При сей мысли, опять удивляюсь и сетую, воспоминая, как некоторые, вопреки столь ясному учению первых, истинных, Богодухновенных учителей Христианских, что «власть от Бога», среди христианства вздумали учить, что власть от народа. Спросил бы я сих людей, которые сами себя провозглашали мудрецами за то, что по обдуманному плану были совершенными невеждами в Христианстве, и учили сему невежеству других; – спросил бы я их: где же видели вы народ, который бы сперва не имел над собою власти и потом сотворил ее для себя? В каких местах? В какия времена? Не думаю, чтобы вы решились указать на скопища беглецов или разбойников, как на первоначальный и совершеннейший образец общества человеческаго. Можете ли вы хотя в другом роде вещей показать нам образ того, как, по вашему понятию, происходит власть в обществе? Если, например, уподобим общество зданию, а власть сравним с основанием, которым все поддерживается, или со сводом, который все покрывает: здание ли полагает свои основания, или возносит над собою свод? Не художник ли устрояет все сие? Или, если представим себе общество в виде членовнаго тела; и власть, как орудие управления и охранения, как возбудительную силу общественной жизни и деятельности, назовем главою или сердцем: глава и сердце рукам ли и ногам обязаны своим происхождением и достоинством? Не основательнее ли признать общее и высшее начало образования для всего состава членов? – Но поспешим опять, по совету Апостола, уклониться «от прекословий лжеименнаго разума» (1Тим. VI, 20) «и внимать учению» (1Тим. IV, 16).

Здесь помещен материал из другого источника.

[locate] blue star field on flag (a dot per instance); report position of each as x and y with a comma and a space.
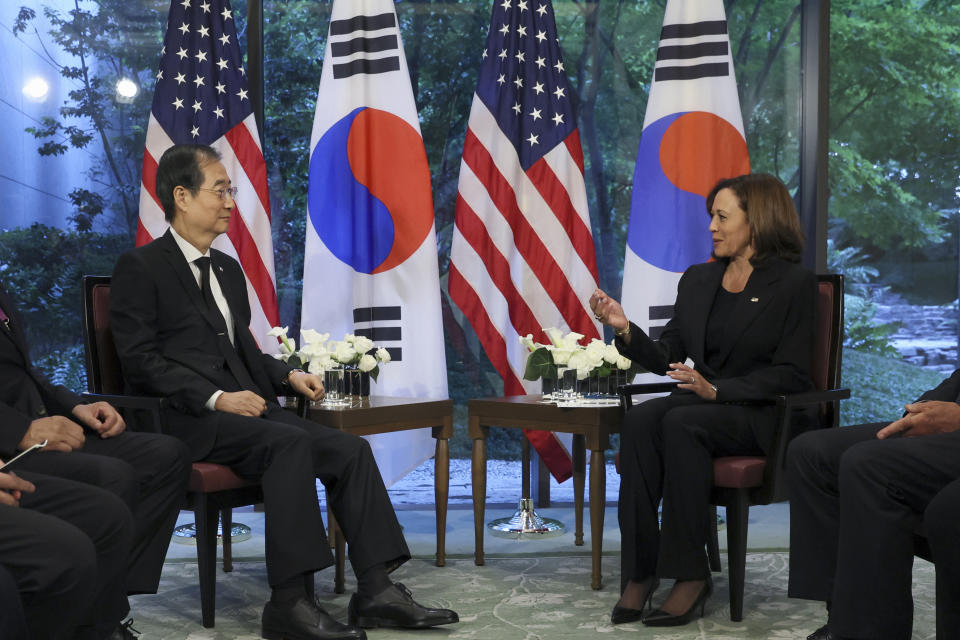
522, 79
202, 89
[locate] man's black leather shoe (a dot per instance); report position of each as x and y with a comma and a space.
395, 607
823, 633
304, 620
125, 631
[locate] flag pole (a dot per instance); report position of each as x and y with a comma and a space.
255, 60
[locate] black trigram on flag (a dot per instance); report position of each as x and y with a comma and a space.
356, 41
659, 313
384, 327
707, 39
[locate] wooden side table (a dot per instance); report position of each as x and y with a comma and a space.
591, 428
383, 414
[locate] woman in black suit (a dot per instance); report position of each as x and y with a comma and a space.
746, 320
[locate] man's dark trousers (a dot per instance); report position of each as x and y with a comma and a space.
855, 503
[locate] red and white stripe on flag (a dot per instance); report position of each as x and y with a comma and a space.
522, 256
201, 96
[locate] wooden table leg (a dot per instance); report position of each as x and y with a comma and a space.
579, 471
525, 467
598, 499
479, 478
441, 490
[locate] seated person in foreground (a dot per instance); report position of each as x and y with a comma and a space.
180, 315
746, 320
856, 496
90, 444
64, 548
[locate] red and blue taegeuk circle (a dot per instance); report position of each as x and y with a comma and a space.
369, 190
681, 157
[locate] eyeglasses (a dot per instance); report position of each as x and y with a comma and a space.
223, 193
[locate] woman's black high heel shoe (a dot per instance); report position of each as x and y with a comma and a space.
622, 615
660, 618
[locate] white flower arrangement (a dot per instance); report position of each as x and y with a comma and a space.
320, 354
566, 350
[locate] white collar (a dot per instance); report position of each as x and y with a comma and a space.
189, 251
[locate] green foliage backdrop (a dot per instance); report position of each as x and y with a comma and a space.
894, 161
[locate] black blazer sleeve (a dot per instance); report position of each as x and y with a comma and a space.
276, 370
656, 355
770, 337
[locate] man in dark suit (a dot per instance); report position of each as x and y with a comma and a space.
857, 495
64, 548
180, 316
89, 443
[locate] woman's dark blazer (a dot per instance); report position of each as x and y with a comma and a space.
768, 342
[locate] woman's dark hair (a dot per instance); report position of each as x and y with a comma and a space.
181, 166
771, 214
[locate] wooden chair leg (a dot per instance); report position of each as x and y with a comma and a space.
226, 526
205, 520
310, 585
738, 512
579, 479
713, 540
339, 551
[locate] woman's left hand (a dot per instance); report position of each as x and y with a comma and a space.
691, 380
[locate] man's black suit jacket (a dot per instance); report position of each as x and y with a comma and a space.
947, 391
168, 341
25, 394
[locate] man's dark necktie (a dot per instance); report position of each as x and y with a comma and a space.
204, 264
231, 353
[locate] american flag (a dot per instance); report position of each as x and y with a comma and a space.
202, 97
522, 256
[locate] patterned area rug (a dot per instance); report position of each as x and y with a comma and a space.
510, 598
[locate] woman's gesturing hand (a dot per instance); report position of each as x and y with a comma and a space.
691, 380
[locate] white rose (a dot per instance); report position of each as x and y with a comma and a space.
595, 358
362, 344
528, 342
314, 349
367, 363
560, 356
320, 364
578, 360
314, 337
555, 335
344, 352
571, 340
610, 354
596, 346
276, 332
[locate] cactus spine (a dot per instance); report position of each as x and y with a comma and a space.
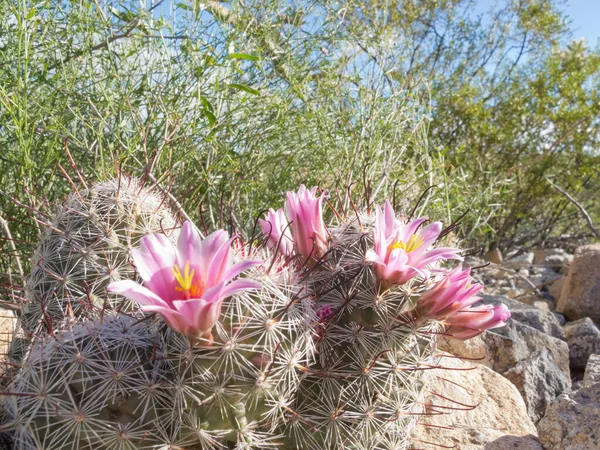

Изыскателю безпристрастному не трудно уразуметь, каким образом власть, по учению Христианскому, происходит от Бога. Откуда сие множество людей, соединенных языком и обычаями, которое называют «народом»? Очевидно, что сие множество «народилось» от некоего меньшаго племени, а сие произошло от семейства. Итак в семействе, собственно так называемом, лежат семена всего, что потом раскрылось и возрасло в великом семействе, которое называют государством. Следственно там должно искать начатков и перваго образа власти и подчинения, видимых ныне в обществе. Отец, который естественно имеет власть дать жизнь сыну и образовать его способности, есть первый властитель; сын, который ни способностей своих образовать, ни самой жизни сохранить не может без повиновения родителям и воспитателям, есть природно подвластный. Но как власть отца не сотворена самим отцем и не дарована ему сыном, а произошла вместе с человеком от Того, Кто сотворил человека: то и открывается, что глубочайший источник и высочайшее начало первой, а следственно и всякой последующей между человеками власти есть в Боге. "Из Него", во-первых, как изъясняется Апостол, «всяко отечество на небесех и на земли именуется» (Еф. 3:15); потом, когда сыны сынов разраждаются в народ, и из семейства возрастает Государство, необъятное для естественной власти отеческой, Бог дает сей власти новый искусственный образ и новое имя, и таким образом Его премудростию «царие царствуют» (Прит. VIII, 15); и далее, сколько бы ни продолжались народы, как бы ни изменялись Государства, всегда посредством вседействующаго Промысла «владеет Вышний царством человеческим» (Дан. IV, 22). поелику во времена неведения, как человеки забыли Творца своего, так и общества человеческия не познавали верховнаго своего Владыки: то Бог, вместе с другими тайнами Своими, и тайну происхождения предержащих властей, даже чувственным образом представил пред очи мира в избранном для сего народе Еврейском. В Аврааме чудесно вновь сотворил Он качество отца и постепенно произвел от него племя, народ и царство; Сам руководствовал Патриархов сего племени; Сам воздвигал вождей и судей сему народу; Сам «царствовал» (1Цар. VIII, 7) над сим царством; Сам воцарил над ним царей и долго являл над ними чудесныя знамения Своей верховной власти.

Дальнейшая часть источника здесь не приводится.